My consumption of Loire Chenin Blanc has generally been enthusiastic but geographically limited: it was the 1996 Baumard Savennières that really turned me on to the region, and since then I've focused mostly on that AOC as well as Vouvray, so Saumur is new territory for me, and I think this is the first wine I've tried from the Brézé hill: a Château de Brézé 2013 Saumur Blanc, "Clos du Midi."
And I really didn't love it.
The bottle was in fine shape, as far as I could tell: light color, fresh, no flavors that would suggest poor handling or microbiological weirdness. The wine seemed well-made: penetrating and puckering acidity in nice tension with richer quince fruit, a little wax, a very little wool, very long.
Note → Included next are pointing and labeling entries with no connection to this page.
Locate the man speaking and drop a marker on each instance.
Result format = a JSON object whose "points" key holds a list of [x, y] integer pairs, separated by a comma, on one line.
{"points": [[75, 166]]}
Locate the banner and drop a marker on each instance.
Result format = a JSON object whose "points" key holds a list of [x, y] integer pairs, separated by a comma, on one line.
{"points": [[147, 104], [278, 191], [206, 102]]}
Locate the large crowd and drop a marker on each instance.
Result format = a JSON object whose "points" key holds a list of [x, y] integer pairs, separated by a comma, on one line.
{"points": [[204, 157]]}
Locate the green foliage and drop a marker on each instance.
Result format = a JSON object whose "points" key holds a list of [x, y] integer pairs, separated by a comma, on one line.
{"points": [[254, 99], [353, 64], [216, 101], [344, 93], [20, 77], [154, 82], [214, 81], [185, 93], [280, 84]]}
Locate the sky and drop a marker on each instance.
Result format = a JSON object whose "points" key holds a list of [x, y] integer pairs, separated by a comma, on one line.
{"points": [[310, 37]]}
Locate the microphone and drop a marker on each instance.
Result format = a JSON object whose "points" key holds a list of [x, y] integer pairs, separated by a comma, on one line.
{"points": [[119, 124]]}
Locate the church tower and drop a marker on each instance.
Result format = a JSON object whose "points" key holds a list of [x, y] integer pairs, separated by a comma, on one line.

But there was something in this wine I don't think I've ever noticed in a Chenin before, and here it was impossible not to notice: a richly floral note, not exactly "lilies" but like lilies in the way their aroma can feel almost overpoweringly sickly-sweet (no, I'm not a fan of lilies, nor of certain kinds of florality in dry white wines: I almost never choose to drink Pinot Blanc for this reason, and I'm not generally a big fan of dry wines from grapes in the Muscat family; the kinds of florality expressed in Nebbiolo, Pinot Noir, and Syrah, by contrast, are very appealing.) One TN I saw for this wine said "herbal tea," which might be referring to the same note, depending on what the author was imagining. It dropped into the background with time, but never really went away. I even half-seriously smelled the outside of the bottle to see whether perhaps it had been handled by someone before me wearing too much perfume. And while it wasn't unpleasant enough to keep me from finishing my half of the bottle, given how good the wine was otherwise, it would sure keep me from buying it, or anything that threatened to taste like it, again.
So my question is: is this a Saumur thing? Is it a feature of the Brézé terroir? Or is it safe to climb the hill again?